Aunque lo había hecho antes y las dos lo sabían. Una vez tras otra, Maggie había rechazado a muchos caballeros adecuados.
Magdalene Windham revivía al aire libre. Hazlit lo había notado el día anterior en sus jardines y pensaba que ése podía haber sido parte del motivo de que la hubiera besado; una pequeña parte.
Ella se irguió a su lado, en el asiento del carruaje, inspiró una gran bocanada de aire y la dejó salir con un sonoro suspiro.
—La primavera es un regalo tan bonito —comentó—. De un año a otro me olvido de lo mucho que la disfruto. El azafrán que brota, y luego los bulbos de Holanda; estoy impaciente por que les salgan hojas a los árboles.
—¿Ha pensado alguna vez vivir en el campo?

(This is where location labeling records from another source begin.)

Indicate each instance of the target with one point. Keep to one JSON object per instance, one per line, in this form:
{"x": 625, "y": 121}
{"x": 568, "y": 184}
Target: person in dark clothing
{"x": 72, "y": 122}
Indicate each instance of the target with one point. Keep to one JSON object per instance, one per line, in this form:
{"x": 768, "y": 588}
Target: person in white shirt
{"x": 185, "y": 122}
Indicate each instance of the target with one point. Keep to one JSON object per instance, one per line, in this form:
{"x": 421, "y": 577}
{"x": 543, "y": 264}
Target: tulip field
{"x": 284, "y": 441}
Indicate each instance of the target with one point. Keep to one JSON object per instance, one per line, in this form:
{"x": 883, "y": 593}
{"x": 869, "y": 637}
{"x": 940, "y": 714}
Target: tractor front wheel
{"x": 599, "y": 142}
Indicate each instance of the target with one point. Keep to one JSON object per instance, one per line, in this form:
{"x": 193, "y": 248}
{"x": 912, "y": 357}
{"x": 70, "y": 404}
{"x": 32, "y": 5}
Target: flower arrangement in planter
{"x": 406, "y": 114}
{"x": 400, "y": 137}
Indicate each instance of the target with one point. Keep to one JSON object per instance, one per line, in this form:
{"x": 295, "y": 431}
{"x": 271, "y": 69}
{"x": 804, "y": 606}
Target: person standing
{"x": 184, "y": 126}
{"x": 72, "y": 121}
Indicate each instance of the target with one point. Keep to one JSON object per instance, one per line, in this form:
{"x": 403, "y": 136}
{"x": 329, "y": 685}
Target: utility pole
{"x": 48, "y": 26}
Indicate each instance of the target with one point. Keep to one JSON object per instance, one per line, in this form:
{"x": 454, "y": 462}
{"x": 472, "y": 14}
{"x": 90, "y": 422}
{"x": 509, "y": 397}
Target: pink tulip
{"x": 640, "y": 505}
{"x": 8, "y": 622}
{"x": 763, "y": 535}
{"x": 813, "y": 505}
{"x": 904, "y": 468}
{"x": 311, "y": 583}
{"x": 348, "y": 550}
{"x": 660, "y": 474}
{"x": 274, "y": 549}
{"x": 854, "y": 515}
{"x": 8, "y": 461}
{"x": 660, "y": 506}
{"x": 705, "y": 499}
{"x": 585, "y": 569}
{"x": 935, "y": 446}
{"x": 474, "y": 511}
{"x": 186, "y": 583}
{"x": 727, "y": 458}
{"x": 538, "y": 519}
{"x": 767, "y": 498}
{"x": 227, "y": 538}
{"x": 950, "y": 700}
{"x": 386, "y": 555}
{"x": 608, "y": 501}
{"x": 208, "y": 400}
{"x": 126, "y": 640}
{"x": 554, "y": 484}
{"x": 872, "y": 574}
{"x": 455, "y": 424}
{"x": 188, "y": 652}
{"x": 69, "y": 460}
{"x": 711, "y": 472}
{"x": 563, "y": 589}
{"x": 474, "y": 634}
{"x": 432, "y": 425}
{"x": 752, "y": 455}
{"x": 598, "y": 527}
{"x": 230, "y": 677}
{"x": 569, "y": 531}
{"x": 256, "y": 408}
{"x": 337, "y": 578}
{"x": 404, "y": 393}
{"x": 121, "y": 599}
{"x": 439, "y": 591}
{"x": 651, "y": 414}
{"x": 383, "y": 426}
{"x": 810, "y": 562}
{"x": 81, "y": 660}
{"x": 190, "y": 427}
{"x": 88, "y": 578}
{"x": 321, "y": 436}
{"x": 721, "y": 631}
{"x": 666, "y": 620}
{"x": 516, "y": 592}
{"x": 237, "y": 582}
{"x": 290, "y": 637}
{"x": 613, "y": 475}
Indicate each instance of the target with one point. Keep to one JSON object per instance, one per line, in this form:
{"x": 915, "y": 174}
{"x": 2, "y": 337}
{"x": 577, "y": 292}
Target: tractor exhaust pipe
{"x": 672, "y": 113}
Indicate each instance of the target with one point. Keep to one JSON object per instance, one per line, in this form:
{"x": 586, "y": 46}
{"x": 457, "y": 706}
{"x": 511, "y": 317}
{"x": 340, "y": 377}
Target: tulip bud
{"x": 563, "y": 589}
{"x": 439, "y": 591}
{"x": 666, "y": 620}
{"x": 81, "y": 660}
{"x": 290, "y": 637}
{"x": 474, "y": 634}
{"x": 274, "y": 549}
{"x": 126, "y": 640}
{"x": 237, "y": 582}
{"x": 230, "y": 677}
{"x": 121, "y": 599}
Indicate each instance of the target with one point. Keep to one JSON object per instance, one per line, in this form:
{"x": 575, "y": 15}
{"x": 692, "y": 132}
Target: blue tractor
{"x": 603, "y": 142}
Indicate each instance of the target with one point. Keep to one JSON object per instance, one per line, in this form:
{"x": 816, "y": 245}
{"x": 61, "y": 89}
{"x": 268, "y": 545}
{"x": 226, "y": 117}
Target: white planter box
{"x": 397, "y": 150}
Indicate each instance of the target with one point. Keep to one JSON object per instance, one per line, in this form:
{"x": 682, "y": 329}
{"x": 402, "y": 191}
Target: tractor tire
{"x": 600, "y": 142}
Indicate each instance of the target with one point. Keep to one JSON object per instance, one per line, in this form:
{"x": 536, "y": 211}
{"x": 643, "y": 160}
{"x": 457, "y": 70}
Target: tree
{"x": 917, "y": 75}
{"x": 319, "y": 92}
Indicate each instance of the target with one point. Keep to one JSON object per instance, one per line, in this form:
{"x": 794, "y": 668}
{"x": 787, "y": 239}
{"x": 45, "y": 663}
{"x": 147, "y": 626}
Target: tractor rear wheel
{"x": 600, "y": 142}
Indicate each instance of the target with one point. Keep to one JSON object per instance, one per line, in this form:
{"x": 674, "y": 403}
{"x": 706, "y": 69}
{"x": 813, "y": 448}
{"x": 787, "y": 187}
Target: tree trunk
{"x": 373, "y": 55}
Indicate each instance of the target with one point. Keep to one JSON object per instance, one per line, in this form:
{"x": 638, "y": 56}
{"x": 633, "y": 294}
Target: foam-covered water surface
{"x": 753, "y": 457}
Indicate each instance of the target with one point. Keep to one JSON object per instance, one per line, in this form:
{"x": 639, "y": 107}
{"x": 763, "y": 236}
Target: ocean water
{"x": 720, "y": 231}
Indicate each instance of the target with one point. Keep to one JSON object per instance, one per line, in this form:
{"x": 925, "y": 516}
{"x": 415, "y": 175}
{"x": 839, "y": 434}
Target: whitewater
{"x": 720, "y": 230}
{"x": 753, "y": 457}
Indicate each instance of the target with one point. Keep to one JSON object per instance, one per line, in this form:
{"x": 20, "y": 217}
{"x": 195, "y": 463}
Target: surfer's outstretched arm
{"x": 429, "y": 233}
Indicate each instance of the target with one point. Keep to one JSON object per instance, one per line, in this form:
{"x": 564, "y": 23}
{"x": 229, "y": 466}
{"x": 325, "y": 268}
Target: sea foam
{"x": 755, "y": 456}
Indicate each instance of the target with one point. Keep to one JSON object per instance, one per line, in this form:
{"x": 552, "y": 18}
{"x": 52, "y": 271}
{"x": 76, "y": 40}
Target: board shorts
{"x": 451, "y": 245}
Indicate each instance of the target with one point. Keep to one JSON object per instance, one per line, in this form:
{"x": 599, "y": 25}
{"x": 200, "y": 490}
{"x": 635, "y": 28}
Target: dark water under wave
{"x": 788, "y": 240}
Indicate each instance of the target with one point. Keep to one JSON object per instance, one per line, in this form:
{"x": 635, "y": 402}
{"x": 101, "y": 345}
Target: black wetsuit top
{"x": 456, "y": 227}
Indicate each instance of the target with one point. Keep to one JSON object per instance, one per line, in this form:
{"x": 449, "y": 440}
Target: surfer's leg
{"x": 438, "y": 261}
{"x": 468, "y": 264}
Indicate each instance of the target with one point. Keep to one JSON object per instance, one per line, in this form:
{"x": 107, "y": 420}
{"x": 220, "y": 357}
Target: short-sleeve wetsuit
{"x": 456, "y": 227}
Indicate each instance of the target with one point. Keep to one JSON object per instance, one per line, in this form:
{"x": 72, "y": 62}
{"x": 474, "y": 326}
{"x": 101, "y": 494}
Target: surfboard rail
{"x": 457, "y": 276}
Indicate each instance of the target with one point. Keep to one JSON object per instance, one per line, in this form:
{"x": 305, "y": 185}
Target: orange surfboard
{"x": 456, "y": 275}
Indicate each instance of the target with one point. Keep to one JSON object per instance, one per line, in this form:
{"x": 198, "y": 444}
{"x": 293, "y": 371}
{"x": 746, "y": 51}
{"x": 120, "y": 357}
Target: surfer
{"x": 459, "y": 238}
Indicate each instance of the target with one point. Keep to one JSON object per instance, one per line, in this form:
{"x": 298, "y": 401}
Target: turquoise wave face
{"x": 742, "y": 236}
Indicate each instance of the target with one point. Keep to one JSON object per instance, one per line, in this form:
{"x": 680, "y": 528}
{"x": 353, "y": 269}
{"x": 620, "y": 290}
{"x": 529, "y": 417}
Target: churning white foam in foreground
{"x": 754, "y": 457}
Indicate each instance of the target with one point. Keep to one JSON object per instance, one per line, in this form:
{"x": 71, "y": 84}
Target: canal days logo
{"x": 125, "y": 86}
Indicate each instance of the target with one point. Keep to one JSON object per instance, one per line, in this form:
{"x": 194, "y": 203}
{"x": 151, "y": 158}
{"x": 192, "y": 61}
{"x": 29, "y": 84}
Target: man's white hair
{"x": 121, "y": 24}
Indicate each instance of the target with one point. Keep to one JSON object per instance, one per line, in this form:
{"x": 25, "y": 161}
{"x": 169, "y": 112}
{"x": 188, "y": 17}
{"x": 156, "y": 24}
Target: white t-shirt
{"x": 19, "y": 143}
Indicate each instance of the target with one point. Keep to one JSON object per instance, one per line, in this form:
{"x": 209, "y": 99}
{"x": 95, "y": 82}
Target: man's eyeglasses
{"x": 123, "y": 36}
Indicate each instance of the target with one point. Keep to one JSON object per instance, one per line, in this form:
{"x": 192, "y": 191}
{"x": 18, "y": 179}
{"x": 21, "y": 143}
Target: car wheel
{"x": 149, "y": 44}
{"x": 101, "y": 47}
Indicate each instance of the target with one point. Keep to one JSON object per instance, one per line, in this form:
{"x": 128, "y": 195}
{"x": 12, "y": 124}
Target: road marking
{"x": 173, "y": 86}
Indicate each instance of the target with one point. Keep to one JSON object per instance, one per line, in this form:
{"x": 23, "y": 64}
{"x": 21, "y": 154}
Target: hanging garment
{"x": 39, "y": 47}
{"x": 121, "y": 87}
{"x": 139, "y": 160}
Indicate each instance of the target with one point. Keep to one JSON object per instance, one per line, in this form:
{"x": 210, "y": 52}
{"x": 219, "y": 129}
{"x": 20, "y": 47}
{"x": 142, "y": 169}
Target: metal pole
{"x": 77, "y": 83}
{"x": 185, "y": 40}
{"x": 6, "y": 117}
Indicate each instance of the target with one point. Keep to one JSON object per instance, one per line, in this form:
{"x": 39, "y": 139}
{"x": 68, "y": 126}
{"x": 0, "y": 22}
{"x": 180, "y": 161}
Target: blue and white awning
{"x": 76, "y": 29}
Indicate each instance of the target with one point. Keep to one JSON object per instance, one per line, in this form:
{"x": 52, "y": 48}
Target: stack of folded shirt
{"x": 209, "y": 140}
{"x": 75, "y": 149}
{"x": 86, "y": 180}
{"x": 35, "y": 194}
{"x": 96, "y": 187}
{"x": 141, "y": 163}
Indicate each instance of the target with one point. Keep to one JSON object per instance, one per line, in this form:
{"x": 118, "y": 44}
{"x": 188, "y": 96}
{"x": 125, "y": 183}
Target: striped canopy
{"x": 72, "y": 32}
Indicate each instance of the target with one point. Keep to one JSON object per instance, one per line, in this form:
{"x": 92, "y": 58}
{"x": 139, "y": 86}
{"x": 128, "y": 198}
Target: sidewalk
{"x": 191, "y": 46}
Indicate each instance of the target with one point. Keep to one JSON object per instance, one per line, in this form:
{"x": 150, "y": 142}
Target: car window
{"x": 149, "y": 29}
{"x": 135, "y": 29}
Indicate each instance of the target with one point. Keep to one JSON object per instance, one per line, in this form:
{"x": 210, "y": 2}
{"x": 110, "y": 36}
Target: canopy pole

—Moreland es muy bonito. Paso algún tiempo allí cada verano. Vaya par de ejemplares tiene usted.
—Berlín y Estocolmo —contestó, orgulloso de sus caballos. Le ofreció entonces las riendas a Maggie—. Adelante, señorita Windham, cójalas. Usted sabe que lo está deseando.
—No podría.
Él acercó más las manos a las suyas, que reposaban en su regazo. No llevaba guantes de conducir, así que le colocó las riendas en una mano y con los dientes se quitó los suyos para dárselos.
—Sí podría.
Ella miró los guantes de reojo con una mirada de anhelo.
—¿Sabe hacerlo?
—Mi hermano Devlin nos ha enseñado a todas las hermanas, aunque en realidad no es más que sentido común.
Benjamin detuvo los caballos cerca de la puerta de Cumberland.
—No debería, de verdad.
—De verdad que sí debería. —Sintió la tentación de señalarle que, si en realidad se tratara de un cortejo, aquélla sería la manera en que un hombre indulgente, un hombre enamorado, se comportaría en público—. Disfrutará más del aire fresco, mirará esos caballos como si estuvieran hechos de chocolate y no le importará si el viento la despeina. Inténtelo, Magdalene Windham.
—Maggie —lo corrigió ella con suavidad, con los ojos fijos en las riendas—. Nadie me llama Magdalene. Y puede tutearme.
—Entonces, coge las riendas, Maggie, o nos quedaremos aquí con toda la buena sociedad mirándonos.
Ella finalmente lo hizo, pero sin ponerse los guantes. Benjamin se los retiró del regazo con destreza, con cuidado de no tocarle la falda siquiera.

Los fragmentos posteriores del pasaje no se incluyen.